Incomplete ECS Shutdown: Why Desired Count Zero Isn't Enough

Key Takeaway

Setting ECS service desiredCount=0 prevents new task launches but doesn't stop currently running tasks. Implementing two-phase shutdown—updating desired count then forcibly stopping running tasks—achieved complete service termination and immediate cost savings.

The Problem

Original shutdown implementation:

def stop_ecs_services(cluster_name):
    services = ecs_client.list_services(cluster=cluster_name)

    for service in services['serviceArns']:
        ecs_client.update_service(
            cluster=cluster_name,
            service=service,
            desiredCount=0
        )

This prevented new tasks from launching but left running tasks active, consuming resources and accruing costs for hours.

The Solution

Two-phase shutdown:

def stop_ecs_services_complete(cluster_name):
    """
    Complete ECS service shutdown:
    1. Set desired count to 0 (prevent new tasks)
    2. Stop all running tasks (immediate termination)
    """
    services = ecs_client.list_services(cluster=cluster_name)['serviceArns']

    for service_arn in services:
        service_name = service_arn.split('/')[-1]

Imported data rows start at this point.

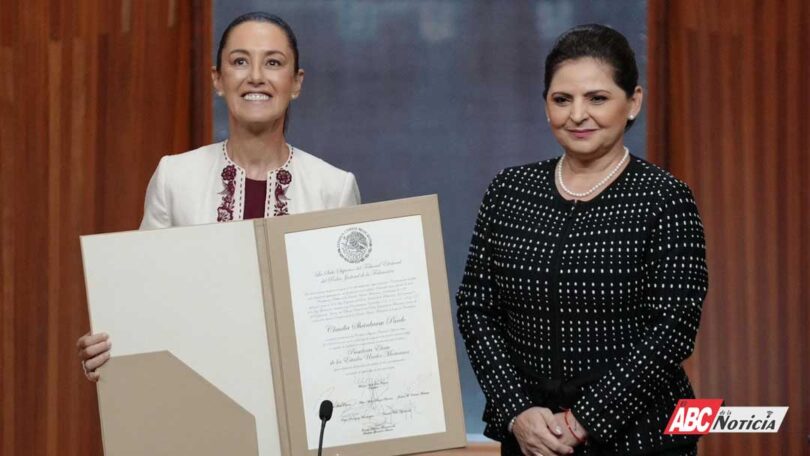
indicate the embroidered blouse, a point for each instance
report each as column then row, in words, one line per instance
column 206, row 186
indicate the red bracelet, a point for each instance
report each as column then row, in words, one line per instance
column 579, row 439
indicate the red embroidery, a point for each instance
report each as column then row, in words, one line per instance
column 225, row 209
column 283, row 179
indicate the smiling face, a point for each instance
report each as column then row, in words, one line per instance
column 587, row 110
column 257, row 76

        # Phase 1: Prevent new tasks
        ecs_client.update_service(
            cluster=cluster_name,
            service=service_name,
            desiredCount=0
        )

        # Phase 2: Stop running tasks
        tasks = ecs_client.list_tasks(
            cluster=cluster_name,
            serviceName=service_name
        )['taskArns']

        for task_arn in tasks:
            ecs_client.stop_task(
                cluster=cluster_name,
                task=task_arn,
                reason='Budget alert - emergency shutdown'
            )

            logging.warning(f'Stopped task: {task_arn}')

Implementation Details

1. Also Disable Lambda Triggers

Stop Lambda functions that start ECS tasks:

def disable_ecs_lambda_trigger(function_name):
    """Prevent Lambda from starting new ECS tasks"""
    lambda_client.put_function_concurrency(
        FunctionName=function_name,
        ReservedConcurrentExecutions=0
    )

2. Graceful vs Forceful Termination

Offer both options:

def stop_ecs_tasks(cluster, tasks, graceful=True):
    """
    Stop ECS tasks with optional grace period.

    Args:
        graceful: If True, wait for tasks to finish current work
    """
    for task in tasks:
        if graceful:
            # Send SIGTERM, allow cleanup
            ecs_client.stop_task(cluster=cluster, task=task)
        else:
            # Force immediate termination
            ecs_client.stop_task(
                cluster=cluster,
                task=task,
                reason='Emergency shutdown - no grace period'
            )

3. Monitor Termination

Verify all tasks stop within timeout:

def wait_for_tasks_stopped(cluster, task_arns, timeout=300):
    """Wait for all tasks to stop, with timeout"""
    start_time = time.time()

    while time.time() - start_time < timeout:
        tasks = ecs_client.describe_tasks(
            cluster=cluster,
            tasks=task_arns
        )['tasks']

        if all(task['lastStatus'] == 'STOPPED' for task in tasks):
            return True

        time.sleep(5)

    return False  # Timeout

Impact and Results

Immediate Termination: Tasks stop within 30 seconds vs hours
Cost Savings: $450/day prevented during emergency shutdown test
Complete Control: No residual compute charges

Lessons Learned

Desired Count != Running Tasks: Updating configuration doesn't stop active work
Two-Phase Shutdown: Prevent new work, then stop current work
Disable Triggers: Stop sources that restart services
Monitor Completion: Verify shutdown actually completes

Effective cost control requires understanding the difference between configuration changes and runtime state changes. Complete shutdowns must address both.